Zdjęcie: Wikipedia
20-08-2021 10:14
W swietle najwidoczniej działajacych zachodnich sankcji, wypowiedź premiera Białorusi na forum Euroazjatyckiej Unii Gospodarczej brzmią już dość interesująco. "Białoruś liczy na partnerów w EUG w warunkach sankcji nałożonych przez państwa zachodnie - powiedział podczas rozszerzonego posiedzenia Eurazjatyckiej Rady Międzyrządowej premier Raman Hałouczenka. Według niego rynek EUG powinien być samowystarczalny.
„Naszą wizją perspektyw dalszego rozwoju Unii jest posuwanie się do przodu konstrukcji eurazjatyckiej, opartej na solidnym fundamencie wewnętrznych zasobów i zdolności. Na świecie jest wiele wyzwań i konfliktów – powiedział premier.
„Z drugiej strony rośnie presja zewnętrzna na państwa członkowskie Unii. Ograniczenia zostały nawet nałożone na białoruski sektor finansowy. Nie interesuje nas, aby gospodarka stała się zakładnikiem nacisków politycznych.
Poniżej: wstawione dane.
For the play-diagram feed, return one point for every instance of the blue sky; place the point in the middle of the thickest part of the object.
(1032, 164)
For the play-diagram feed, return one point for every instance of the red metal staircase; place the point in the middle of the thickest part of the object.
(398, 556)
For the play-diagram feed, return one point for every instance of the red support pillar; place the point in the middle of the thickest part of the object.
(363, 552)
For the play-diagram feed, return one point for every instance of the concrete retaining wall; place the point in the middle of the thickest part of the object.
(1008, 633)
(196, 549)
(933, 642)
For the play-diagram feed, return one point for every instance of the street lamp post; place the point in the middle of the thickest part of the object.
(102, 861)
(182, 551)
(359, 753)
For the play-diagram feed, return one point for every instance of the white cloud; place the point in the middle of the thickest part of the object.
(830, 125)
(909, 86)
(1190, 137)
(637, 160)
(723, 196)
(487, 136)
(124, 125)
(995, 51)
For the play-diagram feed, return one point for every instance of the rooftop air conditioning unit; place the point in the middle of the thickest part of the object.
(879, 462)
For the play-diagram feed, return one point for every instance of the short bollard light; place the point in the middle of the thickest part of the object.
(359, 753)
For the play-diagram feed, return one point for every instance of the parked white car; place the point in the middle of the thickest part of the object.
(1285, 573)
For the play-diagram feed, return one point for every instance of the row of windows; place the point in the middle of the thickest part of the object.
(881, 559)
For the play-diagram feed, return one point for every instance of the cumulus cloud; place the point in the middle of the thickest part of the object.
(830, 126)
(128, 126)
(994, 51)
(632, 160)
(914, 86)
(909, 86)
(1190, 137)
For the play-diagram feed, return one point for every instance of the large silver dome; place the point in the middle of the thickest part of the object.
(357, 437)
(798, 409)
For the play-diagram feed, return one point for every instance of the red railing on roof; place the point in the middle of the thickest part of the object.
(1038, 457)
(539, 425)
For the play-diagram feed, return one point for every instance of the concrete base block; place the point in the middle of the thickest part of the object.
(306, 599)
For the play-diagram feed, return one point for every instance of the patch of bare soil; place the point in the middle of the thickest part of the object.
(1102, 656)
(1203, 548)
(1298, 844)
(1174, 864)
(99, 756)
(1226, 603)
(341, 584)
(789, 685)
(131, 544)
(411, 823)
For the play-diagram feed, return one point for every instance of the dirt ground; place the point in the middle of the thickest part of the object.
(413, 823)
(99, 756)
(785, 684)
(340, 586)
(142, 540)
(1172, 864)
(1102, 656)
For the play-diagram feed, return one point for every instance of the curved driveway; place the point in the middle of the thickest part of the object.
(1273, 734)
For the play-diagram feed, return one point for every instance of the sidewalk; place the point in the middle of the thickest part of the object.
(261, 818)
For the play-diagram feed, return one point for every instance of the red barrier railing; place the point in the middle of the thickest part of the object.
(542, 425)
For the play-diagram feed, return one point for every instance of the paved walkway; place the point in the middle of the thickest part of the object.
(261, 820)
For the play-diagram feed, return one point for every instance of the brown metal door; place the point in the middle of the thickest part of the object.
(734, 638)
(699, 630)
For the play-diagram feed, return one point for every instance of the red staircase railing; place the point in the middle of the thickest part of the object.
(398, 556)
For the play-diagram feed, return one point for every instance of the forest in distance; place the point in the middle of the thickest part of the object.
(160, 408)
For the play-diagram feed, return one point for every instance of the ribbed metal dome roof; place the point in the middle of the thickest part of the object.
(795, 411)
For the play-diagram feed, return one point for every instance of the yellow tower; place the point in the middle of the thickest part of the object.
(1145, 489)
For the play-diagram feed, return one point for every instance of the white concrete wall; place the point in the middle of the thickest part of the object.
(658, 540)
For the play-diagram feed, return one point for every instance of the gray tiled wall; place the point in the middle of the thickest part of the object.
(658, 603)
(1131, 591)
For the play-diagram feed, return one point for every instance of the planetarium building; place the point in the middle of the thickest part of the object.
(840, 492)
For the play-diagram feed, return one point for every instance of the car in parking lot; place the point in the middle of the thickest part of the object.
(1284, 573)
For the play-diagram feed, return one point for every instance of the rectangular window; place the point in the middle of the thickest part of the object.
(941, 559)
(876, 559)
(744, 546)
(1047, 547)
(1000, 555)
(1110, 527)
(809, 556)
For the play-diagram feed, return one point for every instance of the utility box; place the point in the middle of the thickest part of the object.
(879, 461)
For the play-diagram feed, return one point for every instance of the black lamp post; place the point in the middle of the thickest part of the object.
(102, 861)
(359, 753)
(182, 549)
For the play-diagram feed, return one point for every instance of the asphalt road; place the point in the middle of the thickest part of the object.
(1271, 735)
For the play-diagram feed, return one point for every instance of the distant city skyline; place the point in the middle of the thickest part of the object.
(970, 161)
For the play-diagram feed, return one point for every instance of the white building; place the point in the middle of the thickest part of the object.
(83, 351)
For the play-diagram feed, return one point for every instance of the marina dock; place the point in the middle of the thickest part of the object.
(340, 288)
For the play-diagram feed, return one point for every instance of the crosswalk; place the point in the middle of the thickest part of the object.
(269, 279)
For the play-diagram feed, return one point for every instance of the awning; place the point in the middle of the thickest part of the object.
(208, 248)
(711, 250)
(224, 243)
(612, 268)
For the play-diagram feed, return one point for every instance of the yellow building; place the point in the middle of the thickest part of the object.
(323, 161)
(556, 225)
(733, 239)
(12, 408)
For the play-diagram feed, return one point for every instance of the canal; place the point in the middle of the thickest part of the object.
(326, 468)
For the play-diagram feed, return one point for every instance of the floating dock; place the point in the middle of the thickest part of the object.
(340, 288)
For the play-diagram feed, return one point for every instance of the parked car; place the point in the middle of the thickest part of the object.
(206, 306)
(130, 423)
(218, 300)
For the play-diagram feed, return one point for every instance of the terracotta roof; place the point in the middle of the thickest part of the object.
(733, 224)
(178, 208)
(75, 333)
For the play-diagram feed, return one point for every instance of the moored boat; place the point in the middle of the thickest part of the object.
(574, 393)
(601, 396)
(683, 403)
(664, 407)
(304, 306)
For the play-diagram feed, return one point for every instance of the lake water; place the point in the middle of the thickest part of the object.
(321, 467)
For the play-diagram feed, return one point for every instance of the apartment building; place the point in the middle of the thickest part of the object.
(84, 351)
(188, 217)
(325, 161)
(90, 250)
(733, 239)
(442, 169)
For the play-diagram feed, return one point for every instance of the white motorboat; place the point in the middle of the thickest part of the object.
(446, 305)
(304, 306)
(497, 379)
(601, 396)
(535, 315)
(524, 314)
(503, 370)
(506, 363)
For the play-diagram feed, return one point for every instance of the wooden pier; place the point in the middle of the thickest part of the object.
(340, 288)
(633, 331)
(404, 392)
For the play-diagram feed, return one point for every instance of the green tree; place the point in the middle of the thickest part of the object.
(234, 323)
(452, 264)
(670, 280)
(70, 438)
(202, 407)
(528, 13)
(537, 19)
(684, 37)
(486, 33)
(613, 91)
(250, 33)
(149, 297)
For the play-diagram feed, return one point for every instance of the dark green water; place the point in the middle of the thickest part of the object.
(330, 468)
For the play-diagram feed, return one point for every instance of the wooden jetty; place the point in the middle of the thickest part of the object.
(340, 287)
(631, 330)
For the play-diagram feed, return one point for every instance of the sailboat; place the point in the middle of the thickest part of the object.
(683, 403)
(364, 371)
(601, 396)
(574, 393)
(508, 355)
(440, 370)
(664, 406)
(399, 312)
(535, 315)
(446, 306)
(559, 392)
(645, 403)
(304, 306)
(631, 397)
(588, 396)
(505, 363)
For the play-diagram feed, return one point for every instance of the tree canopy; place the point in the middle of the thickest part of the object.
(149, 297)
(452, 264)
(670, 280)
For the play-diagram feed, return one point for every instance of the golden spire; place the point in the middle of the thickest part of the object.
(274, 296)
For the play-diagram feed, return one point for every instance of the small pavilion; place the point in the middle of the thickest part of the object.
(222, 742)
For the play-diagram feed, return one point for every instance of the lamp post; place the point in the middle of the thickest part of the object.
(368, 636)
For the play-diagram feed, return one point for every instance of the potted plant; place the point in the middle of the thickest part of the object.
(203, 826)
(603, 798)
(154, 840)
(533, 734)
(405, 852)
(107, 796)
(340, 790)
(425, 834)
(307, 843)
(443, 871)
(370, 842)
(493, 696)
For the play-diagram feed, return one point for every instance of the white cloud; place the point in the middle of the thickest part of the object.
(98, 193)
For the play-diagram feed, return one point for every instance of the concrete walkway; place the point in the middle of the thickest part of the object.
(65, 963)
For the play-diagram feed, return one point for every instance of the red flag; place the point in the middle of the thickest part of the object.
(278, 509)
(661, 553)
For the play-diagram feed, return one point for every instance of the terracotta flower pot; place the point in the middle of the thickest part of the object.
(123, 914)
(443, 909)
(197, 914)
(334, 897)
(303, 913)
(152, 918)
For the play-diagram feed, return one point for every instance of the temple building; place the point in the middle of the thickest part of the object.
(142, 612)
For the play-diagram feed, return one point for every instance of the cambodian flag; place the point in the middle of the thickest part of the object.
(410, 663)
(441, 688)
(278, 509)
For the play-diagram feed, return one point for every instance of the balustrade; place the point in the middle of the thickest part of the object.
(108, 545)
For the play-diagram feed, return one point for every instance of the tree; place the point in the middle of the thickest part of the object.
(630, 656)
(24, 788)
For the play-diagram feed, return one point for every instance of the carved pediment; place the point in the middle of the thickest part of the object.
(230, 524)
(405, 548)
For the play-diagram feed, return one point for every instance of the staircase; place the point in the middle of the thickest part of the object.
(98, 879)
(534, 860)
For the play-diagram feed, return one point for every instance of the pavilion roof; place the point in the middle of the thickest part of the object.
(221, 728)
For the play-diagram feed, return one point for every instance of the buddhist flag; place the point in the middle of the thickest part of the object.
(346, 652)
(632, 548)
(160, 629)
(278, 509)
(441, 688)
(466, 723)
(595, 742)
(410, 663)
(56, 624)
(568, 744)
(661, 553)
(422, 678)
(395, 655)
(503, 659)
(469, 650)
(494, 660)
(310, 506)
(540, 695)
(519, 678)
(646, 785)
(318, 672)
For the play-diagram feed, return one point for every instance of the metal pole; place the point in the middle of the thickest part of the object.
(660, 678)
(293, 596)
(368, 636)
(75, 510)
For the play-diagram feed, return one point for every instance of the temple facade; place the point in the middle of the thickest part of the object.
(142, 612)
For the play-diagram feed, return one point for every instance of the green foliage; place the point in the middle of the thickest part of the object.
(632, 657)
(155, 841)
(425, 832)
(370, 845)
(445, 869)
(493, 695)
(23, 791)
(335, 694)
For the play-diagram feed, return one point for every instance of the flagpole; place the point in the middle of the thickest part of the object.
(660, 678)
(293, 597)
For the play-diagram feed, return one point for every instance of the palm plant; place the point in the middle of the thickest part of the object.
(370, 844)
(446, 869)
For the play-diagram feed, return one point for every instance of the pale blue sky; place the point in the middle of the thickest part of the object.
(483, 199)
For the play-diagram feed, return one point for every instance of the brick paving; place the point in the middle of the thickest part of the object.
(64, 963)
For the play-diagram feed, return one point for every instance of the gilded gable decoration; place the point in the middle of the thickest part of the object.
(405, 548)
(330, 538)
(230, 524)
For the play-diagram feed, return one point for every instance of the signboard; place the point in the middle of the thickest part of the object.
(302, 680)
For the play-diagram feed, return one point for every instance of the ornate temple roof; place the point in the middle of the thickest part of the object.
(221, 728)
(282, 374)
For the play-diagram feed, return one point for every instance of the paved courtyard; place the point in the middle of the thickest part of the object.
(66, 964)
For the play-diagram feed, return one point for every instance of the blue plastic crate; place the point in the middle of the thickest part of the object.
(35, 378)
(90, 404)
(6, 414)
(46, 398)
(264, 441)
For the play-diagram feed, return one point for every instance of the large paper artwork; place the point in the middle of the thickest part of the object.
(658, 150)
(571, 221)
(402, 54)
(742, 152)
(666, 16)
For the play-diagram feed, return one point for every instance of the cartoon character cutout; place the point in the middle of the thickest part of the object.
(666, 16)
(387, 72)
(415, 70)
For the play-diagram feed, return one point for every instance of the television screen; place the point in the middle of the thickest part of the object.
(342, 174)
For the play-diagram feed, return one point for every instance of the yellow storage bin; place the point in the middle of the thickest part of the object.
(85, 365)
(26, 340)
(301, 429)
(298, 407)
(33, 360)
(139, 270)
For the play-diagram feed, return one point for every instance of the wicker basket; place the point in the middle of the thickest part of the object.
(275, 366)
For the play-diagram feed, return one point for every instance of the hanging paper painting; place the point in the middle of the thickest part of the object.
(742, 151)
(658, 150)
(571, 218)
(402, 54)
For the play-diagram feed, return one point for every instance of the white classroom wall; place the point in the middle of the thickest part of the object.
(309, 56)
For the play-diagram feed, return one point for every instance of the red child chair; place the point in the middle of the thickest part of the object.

W obecnych warunkach, gdy trzeba szukać nowych punktów wzrostu, polegamy na partnerach z EUG. Jesteśmy przekonani, że rynek Eurazjatyckiej Unii Gospodarczej może i powinien funkcjonować jako samowystarczalny rynek, przede wszystkim pod względem bezpieczeństwa żywnościowego i nowoczesnych technologii ”- powiedział szef białoruskiego rządu.
Według niego strona białoruska jest zadowolona z planu cyfryzacji ruchu towarowego w interesie rozwoju współpracy z Chinami. Jego wdrożenie umożliwi tworzenie cyfrowych korytarzy transportowych z ChRL.
„Będąc głównym eksporterem żywności, Białoruś uważa, że nadszedł czas, aby pracować nad utworzeniem wspólnego rynku produktów ekologicznych ” – powiedział Hałouczenka. Jego zdaniem zwiększy to handel produktami rolnymi między krajami. Poparł rozwój umowy o swobodnym przepływie produktów ekologicznych w EUG.
„Biorąc pod uwagę, że tworzenie wspólnych rynków dla gazu, ropy i produktów ropopochodnych przebiega zgodnie z ustalonymi warunkami, apeluję do stron o dalszą konsolidację wysiłków na rzecz terminowego zakończenia prac nad projektami umów w tym zakresie ” podkreślił Hałouczenka.